Letter To My Class On the Secret to Happiness

In my class "Psychology and Christianity" at ACU I give a lecture on the ideas from my book The Slavery of Death regarding the "eccentric identity" (a phrase I borrow from David Kelsey). I half-jokingly call this lecture "the secret of happiness lecture."

Anyway, last semester after giving the "secret to happiness lecture" I followed up with a letter to my class to underscore the big ideas. Below is the letter I sent the class, a sort of summary of some of the big ideas in The Slavery of Death:
Hello Class,
Still cold and rainy out there, I hope you are staying warm!

Next week we'll pick up again on the "secret to happiness" lecture. If you haven't noticed, that secret is something I think about a lot. I take this subject pretty seriously. It's no joke that in this conversation I think we are close to Ground Zero when it comes to the roots of mental health.

All that to say, I've been thinking some more about all this and wanted to jot down some ideas and pass those along.

The heart of what I was trying to describe boils down to this choice:

You are either going to have to earn and perform for your self-esteem/significance/worth in life, or you're going to accept your significance and worth as a gift of grace.

Truly, I think receiving your worth as a gift of grace is the only way to escape the neurotic trap that 99.99% of the world finds itself caught up in.

Basically, what I'm trying to say is that self-esteem isn't a psychological problem, it's a religious problem.

If self-esteem is a psychological problem we have to fight for and secure our worth through the eyes and opinions of others. Do they like me? Do they approve of me? Am I a failure? Am I successful? This psychological pursuit of self-esteem is, I don't know if you've noticed, doomed to being a neurotic roller-coaster ride, your worth and significance going up and down and up and down, depending upon the day and the moment, the acceptance or the rejection, the success or the failure.

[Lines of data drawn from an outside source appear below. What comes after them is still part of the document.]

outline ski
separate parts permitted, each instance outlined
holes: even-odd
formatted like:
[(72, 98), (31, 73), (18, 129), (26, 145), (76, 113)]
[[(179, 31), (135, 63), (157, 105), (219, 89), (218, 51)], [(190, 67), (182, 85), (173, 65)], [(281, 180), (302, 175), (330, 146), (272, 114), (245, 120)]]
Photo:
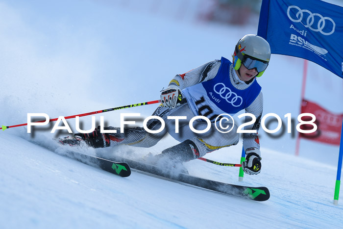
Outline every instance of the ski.
[[(172, 180), (172, 181), (178, 181), (230, 196), (254, 201), (265, 201), (268, 200), (270, 197), (269, 190), (266, 187), (255, 187), (223, 183), (183, 173), (176, 174), (175, 171), (172, 171), (172, 169), (166, 170), (164, 168), (162, 170), (152, 165), (124, 158), (119, 156), (114, 156), (111, 158), (116, 160), (124, 161), (129, 164), (132, 169), (139, 171), (168, 178)], [(174, 172), (173, 173), (173, 172)]]
[(66, 155), (84, 164), (99, 168), (102, 170), (122, 178), (126, 178), (131, 175), (130, 166), (125, 162), (116, 162), (97, 156), (84, 154), (73, 151), (67, 152)]
[[(79, 145), (81, 143), (80, 140), (75, 140), (74, 138), (69, 138), (69, 137), (63, 139), (63, 140), (67, 140), (68, 141), (66, 143), (62, 142), (61, 141), (62, 139), (54, 139), (54, 140), (61, 145), (61, 146), (65, 144), (73, 146), (72, 144), (75, 144), (75, 143), (76, 144), (75, 145)], [(49, 148), (47, 149), (51, 150)], [(102, 170), (123, 178), (126, 178), (131, 175), (130, 166), (127, 163), (123, 162), (117, 162), (112, 161), (109, 159), (84, 154), (73, 151), (68, 151), (63, 153), (63, 155), (88, 165), (99, 168)]]

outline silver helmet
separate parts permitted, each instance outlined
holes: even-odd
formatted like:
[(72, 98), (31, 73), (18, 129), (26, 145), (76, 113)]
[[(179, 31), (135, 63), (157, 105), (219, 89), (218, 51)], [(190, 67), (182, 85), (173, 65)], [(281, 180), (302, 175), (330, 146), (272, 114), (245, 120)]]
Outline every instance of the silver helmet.
[(270, 47), (263, 38), (256, 35), (246, 35), (236, 45), (233, 67), (238, 70), (243, 63), (248, 69), (256, 68), (259, 73), (256, 77), (260, 77), (268, 66), (270, 53)]

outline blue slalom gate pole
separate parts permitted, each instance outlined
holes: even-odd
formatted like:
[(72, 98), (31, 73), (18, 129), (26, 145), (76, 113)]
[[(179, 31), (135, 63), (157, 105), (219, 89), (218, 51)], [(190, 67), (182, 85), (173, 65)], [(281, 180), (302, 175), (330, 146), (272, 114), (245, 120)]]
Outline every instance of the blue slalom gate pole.
[(335, 186), (335, 196), (334, 204), (338, 204), (338, 196), (340, 195), (340, 186), (341, 186), (341, 172), (342, 169), (342, 157), (343, 157), (343, 120), (342, 120), (342, 128), (341, 131), (341, 142), (340, 144), (340, 154), (338, 156), (338, 166), (337, 167), (337, 177), (336, 179)]

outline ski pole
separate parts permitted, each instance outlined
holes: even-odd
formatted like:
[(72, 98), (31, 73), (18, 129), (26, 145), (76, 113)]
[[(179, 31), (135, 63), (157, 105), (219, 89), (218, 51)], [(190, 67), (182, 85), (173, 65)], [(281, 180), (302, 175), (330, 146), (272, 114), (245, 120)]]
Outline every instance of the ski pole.
[[(155, 100), (154, 101), (149, 101), (148, 102), (141, 102), (140, 103), (131, 104), (131, 105), (126, 105), (126, 106), (118, 106), (118, 107), (114, 107), (112, 108), (105, 109), (104, 110), (98, 110), (98, 111), (93, 111), (91, 112), (85, 113), (84, 114), (80, 114), (76, 115), (72, 115), (71, 116), (65, 117), (64, 118), (65, 119), (72, 119), (72, 118), (75, 118), (76, 116), (79, 116), (79, 117), (86, 116), (87, 115), (91, 115), (92, 114), (98, 114), (99, 113), (107, 112), (108, 111), (112, 111), (113, 110), (120, 110), (121, 109), (128, 108), (129, 107), (133, 107), (134, 106), (143, 106), (144, 105), (148, 105), (149, 104), (157, 103), (158, 102), (161, 102), (161, 100)], [(57, 121), (58, 119), (58, 118), (50, 119), (49, 122), (55, 121)], [(34, 123), (43, 123), (44, 122), (45, 122), (45, 121), (42, 120), (42, 121), (39, 121), (37, 122), (35, 122)], [(0, 127), (0, 129), (2, 129), (2, 130), (4, 130), (5, 129), (8, 129), (9, 128), (12, 128), (14, 127), (22, 127), (23, 126), (27, 126), (27, 123), (24, 123), (23, 124), (19, 124), (18, 125), (14, 125), (14, 126), (2, 126), (2, 127)]]
[(211, 163), (212, 164), (214, 164), (215, 165), (221, 165), (222, 166), (231, 166), (231, 167), (242, 167), (242, 164), (232, 164), (230, 163), (222, 163), (222, 162), (219, 162), (218, 161), (213, 161), (212, 160), (210, 160), (209, 159), (207, 159), (207, 158), (204, 158), (203, 157), (198, 157), (199, 160), (201, 160), (202, 161), (206, 161), (206, 162), (209, 162)]

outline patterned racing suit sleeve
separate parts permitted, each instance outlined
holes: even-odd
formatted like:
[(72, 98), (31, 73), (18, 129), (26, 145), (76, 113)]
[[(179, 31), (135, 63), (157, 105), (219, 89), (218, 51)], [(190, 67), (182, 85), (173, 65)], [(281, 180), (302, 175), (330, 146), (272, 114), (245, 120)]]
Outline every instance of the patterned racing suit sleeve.
[[(212, 79), (217, 75), (220, 64), (220, 60), (214, 60), (201, 65), (185, 74), (177, 75), (170, 82), (168, 88), (176, 88), (182, 90), (186, 87)], [(232, 66), (230, 71), (230, 78), (232, 85), (240, 90), (244, 90), (247, 88), (253, 82), (252, 81), (247, 84), (238, 80)], [(260, 149), (260, 142), (257, 132), (260, 127), (263, 110), (263, 96), (261, 91), (250, 106), (245, 109), (245, 113), (250, 113), (254, 115), (256, 118), (256, 121), (254, 123), (245, 127), (244, 129), (256, 130), (256, 133), (245, 133), (243, 134), (243, 147), (245, 151), (247, 148), (253, 147)], [(245, 122), (246, 123), (251, 120), (250, 117), (246, 117)]]
[(220, 60), (214, 60), (183, 74), (177, 75), (169, 83), (168, 88), (178, 88), (182, 90), (186, 87), (212, 79), (217, 75), (220, 66)]

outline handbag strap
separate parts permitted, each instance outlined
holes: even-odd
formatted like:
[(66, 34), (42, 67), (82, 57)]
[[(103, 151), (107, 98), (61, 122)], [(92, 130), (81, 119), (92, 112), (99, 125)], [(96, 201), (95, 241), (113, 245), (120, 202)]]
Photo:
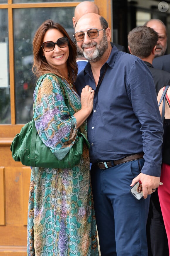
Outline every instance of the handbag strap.
[[(42, 80), (43, 80), (45, 76), (46, 76), (46, 75), (52, 75), (53, 76), (54, 75), (57, 78), (58, 80), (58, 81), (59, 83), (59, 85), (60, 86), (60, 88), (63, 91), (63, 94), (64, 95), (64, 100), (65, 104), (69, 109), (69, 97), (68, 96), (68, 94), (65, 87), (64, 84), (64, 83), (62, 82), (62, 80), (60, 78), (56, 75), (54, 75), (54, 74), (51, 74), (50, 73), (46, 74), (41, 76), (37, 81), (37, 83), (36, 84), (36, 85), (35, 87), (35, 88), (37, 90), (37, 93), (35, 100), (35, 102), (34, 105), (33, 117), (33, 120), (32, 124), (32, 127), (31, 132), (31, 146), (30, 147), (30, 166), (36, 166), (35, 163), (36, 157), (35, 156), (35, 151), (36, 136), (37, 136), (37, 130), (36, 129), (36, 128), (35, 125), (35, 123), (34, 120), (34, 113), (35, 111), (35, 106), (37, 102), (37, 95), (38, 94), (38, 90), (39, 90), (40, 86), (40, 85), (41, 83), (41, 82), (42, 82)], [(63, 91), (64, 93), (63, 92)], [(30, 124), (30, 125), (31, 125)]]
[[(36, 142), (36, 136), (37, 136), (37, 130), (35, 126), (35, 123), (34, 120), (34, 112), (35, 112), (35, 106), (37, 101), (37, 95), (40, 86), (41, 84), (42, 80), (44, 78), (45, 76), (48, 75), (51, 75), (53, 76), (55, 76), (57, 78), (59, 83), (60, 86), (60, 88), (63, 90), (63, 92), (64, 97), (64, 100), (65, 104), (68, 109), (69, 110), (69, 97), (68, 94), (65, 88), (65, 85), (64, 83), (63, 82), (62, 79), (56, 75), (54, 74), (48, 73), (47, 74), (45, 74), (41, 76), (39, 78), (37, 83), (36, 84), (36, 89), (37, 90), (37, 96), (35, 99), (35, 102), (34, 105), (34, 112), (33, 113), (33, 117), (32, 122), (32, 125), (33, 126), (32, 128), (32, 136), (31, 139), (31, 145), (30, 148), (30, 166), (35, 166), (35, 146)], [(30, 125), (31, 125), (30, 124)], [(90, 144), (88, 141), (86, 137), (85, 136), (81, 133), (79, 132), (78, 132), (77, 135), (78, 136), (81, 136), (83, 137), (84, 139), (84, 142), (85, 142), (86, 145), (89, 149), (90, 147)]]
[(164, 119), (165, 119), (165, 100), (166, 100), (166, 94), (168, 89), (169, 87), (169, 85), (166, 85), (165, 88), (165, 89), (162, 95), (161, 96), (161, 97), (159, 101), (158, 106), (159, 107), (162, 100), (163, 100), (163, 104), (162, 105), (162, 119), (163, 123), (164, 123)]

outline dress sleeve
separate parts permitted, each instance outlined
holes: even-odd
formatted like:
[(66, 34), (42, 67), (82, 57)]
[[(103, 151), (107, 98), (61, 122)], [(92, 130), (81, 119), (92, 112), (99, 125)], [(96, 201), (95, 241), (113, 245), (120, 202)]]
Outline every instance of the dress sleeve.
[(38, 133), (60, 160), (76, 141), (77, 130), (76, 119), (70, 115), (57, 78), (50, 75), (45, 77), (38, 92), (34, 91), (34, 102)]

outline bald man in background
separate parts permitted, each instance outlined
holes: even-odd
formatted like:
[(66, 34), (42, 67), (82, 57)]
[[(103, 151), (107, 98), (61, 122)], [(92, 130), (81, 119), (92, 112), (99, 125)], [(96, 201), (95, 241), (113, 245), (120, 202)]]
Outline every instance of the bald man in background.
[(160, 20), (152, 19), (146, 22), (144, 26), (150, 27), (158, 34), (155, 58), (164, 55), (167, 48), (167, 40), (166, 29), (164, 23)]
[[(72, 18), (74, 28), (75, 25), (80, 18), (85, 14), (91, 13), (99, 14), (98, 7), (94, 2), (90, 2), (89, 1), (84, 1), (78, 4), (75, 8), (74, 16)], [(76, 44), (76, 42), (75, 43)], [(114, 46), (119, 50), (125, 52), (126, 51), (124, 46), (112, 42), (110, 42), (110, 43), (112, 47)], [(78, 65), (78, 73), (79, 73), (80, 71), (83, 70), (88, 61), (82, 55), (82, 53), (80, 52), (77, 48), (77, 53), (76, 62)]]

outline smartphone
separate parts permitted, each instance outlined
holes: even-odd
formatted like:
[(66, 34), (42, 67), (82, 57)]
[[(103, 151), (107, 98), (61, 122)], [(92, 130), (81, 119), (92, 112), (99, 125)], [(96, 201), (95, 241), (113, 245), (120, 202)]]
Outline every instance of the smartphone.
[(130, 192), (137, 200), (140, 200), (143, 197), (142, 185), (140, 181), (138, 181), (131, 188)]

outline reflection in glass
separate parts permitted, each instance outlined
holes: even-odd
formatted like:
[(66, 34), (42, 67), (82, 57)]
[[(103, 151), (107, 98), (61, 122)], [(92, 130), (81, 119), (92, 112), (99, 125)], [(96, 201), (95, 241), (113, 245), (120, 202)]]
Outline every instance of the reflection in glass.
[(44, 21), (51, 19), (63, 26), (72, 38), (74, 10), (74, 7), (14, 9), (16, 123), (25, 123), (33, 118), (33, 96), (36, 79), (32, 71), (35, 32)]
[[(0, 0), (0, 1), (4, 0)], [(80, 0), (79, 2), (82, 2), (83, 0)], [(92, 0), (89, 0), (90, 1)], [(77, 2), (77, 0), (13, 0), (13, 4), (23, 4), (24, 3), (61, 3), (63, 2)]]
[(8, 22), (8, 11), (6, 9), (0, 9), (0, 124), (4, 124), (11, 122)]

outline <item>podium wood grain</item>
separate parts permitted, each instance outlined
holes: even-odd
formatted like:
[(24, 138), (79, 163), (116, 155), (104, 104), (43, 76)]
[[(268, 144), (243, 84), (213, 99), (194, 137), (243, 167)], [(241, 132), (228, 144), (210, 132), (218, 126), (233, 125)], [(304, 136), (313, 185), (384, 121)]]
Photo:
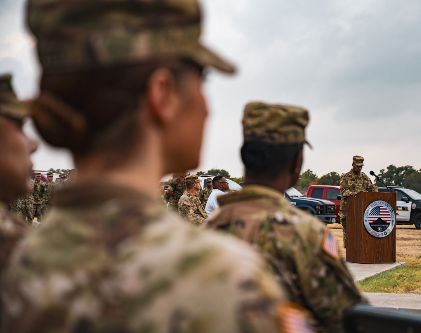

By contrast, if self-esteem is solved religiously, rather than psychologically, if I come to accept myself and see myself as God's "beloved," receiving this as a sheer act of grace, as a gift, then my worth/significance becomes "hidden in Christ" (Col. 3.3) and is extracted from the neurotic ups and downs of approval and failure. In the words of Jesus, your identity is now located in heaven, "where moths and vermin do not destroy, and where thieves do not break in and steal." When self-esteem is secured religiously, received as an act of grace, nothing can ever hurt or diminish your worth, nothing can be lost. Grace liberates you from the neurotic trap. Psychologically, you've been set free. You've become the rarest thing in the entire world: A non-anxious, non-neurotic human being. And as best I can tell, that's what it would have felt like to be inside Jesus' head.

Now, of course this is more easily said than lived. It takes a lifetime to live into grace. I'm not suggesting that the "secret to happiness" is easy or effortless. For myself, this choice between neurosis and grace is a choice I don't make once for all. I make over and over again, moment by moment, breath after breath, heartbeat to heartbeat. You have to keep receiving grace, over and over. The discipline here is one of memory: Remember who you are.

And while it is hard, this is, as best I can tell, the secret to happiness. This is the truth. And if you don't believe me, observe yourself. Watch the roller-coaster ride of your worth from this day forward. Notice when the dips hit you--those seasons of rejection and failure--and note how you've been playing the neurotic game, trying to secure worth by performing for others, trying to demonstrate to the world why you are worthy of attention, love and belonging.

And then reflect, if you've ever experienced it, when you've let grace cover your shame and failure, when you've felt, if only for a moment, the Voice of Heaven say, "You are my beloved child, in you I am well pleased." Recall in that experience--remember those four marks of a mystical experience!--the peace, courage, and joy. That is what I mean when I say that the problem of self-esteem can only be solved religiously.

Ponder that contrast in your own life--neurosis vs grace--when you've experienced each.

As best as I can tell, pondering that choice gets you very, very close to the secret of happiness.